O jornal inglês “The Guardian”, em uma coluna, relembra a história do trauma norueguês que veio da geração dourada do país e indica que o duelo da Copa de 2026 pode marcar o novo ciclo do futebol viking: “A Noruega finalmente correspondeu às expectativas da Copa do Mundo — um reencontro com o Brasil agora vem no momento perfeito”, diz o jornal britânico.

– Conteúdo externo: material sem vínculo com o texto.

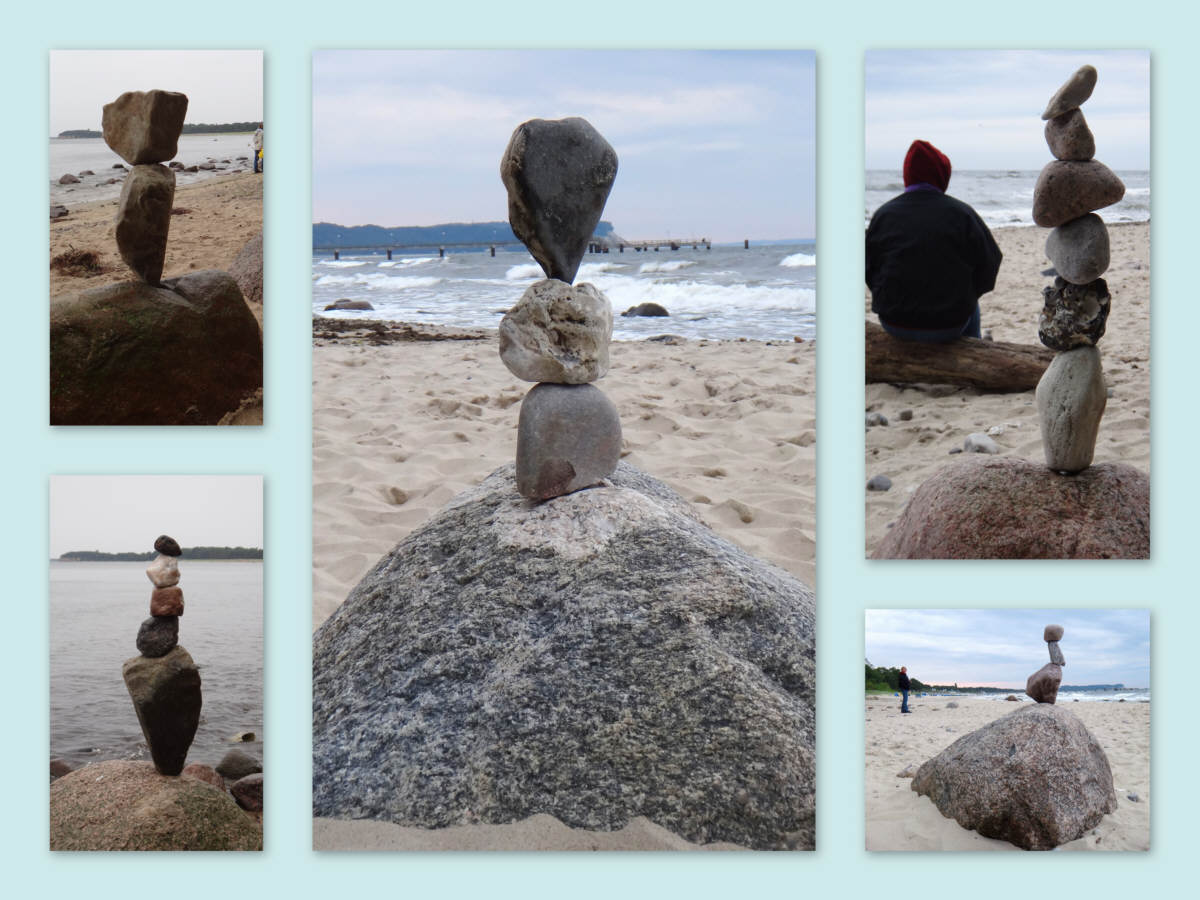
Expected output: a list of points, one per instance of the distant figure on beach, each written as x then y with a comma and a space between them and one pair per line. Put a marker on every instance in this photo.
929, 256
904, 689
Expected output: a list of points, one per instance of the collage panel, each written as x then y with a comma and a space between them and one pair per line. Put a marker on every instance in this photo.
156, 720
156, 237
1007, 201
563, 450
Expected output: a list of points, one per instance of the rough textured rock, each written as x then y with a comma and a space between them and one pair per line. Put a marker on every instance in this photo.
595, 658
568, 438
1006, 508
1073, 315
159, 635
144, 126
1079, 249
1071, 401
1043, 684
557, 333
143, 219
1035, 778
1067, 190
1074, 93
166, 694
558, 174
127, 805
184, 353
1069, 138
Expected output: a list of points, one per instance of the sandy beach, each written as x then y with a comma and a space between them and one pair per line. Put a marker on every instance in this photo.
899, 819
911, 451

Noruega supera geração de 1998 e dá fim a um trauma histórico Se aquele time liderado por nomes como Kjetil Rekdal entrou para a história por derrubar uma potência, a geração comandada por Erling Haaland e Martin Odegaard quer fazer ainda mais: provar que a Noruega deixou de ser apenas uma equipe capaz de produzir grandes talentos e passou a ser uma seleção competitiva também em grandes torneios.
A classificação para as oitavas da Copa do Mundo de 2026 representa justamente essa mudança de patamar. Mais do que vencer Costa do Marfim, a equipe de Stale Solbakken conseguiu superar um peso histórico que acompanhava o futebol norueguês desde o fim da década de 1990.
Embora seja uma potência em esportes de inverno, handebol e atletismo, poucos acontecimentos esportivos mobilizaram tanto a Noruega quanto a vitória por 2 a 1 sobre o Brasil na Copa de 1998. Aquele triunfo em Marselha garantiu a classificação inédita do país para a segunda fase da Copa do Mundo.
Agora, 24 anos depois, o Brasil e a Noruega se encontram novamente em um Mundial. Desta vez, no entanto, o contexto é diferente. A Noruega não é mais a equipe que surpreendeu o mundo com uma vitória histórica. Agora, é uma seleção que busca provar sua força e competitividade em grandes torneios.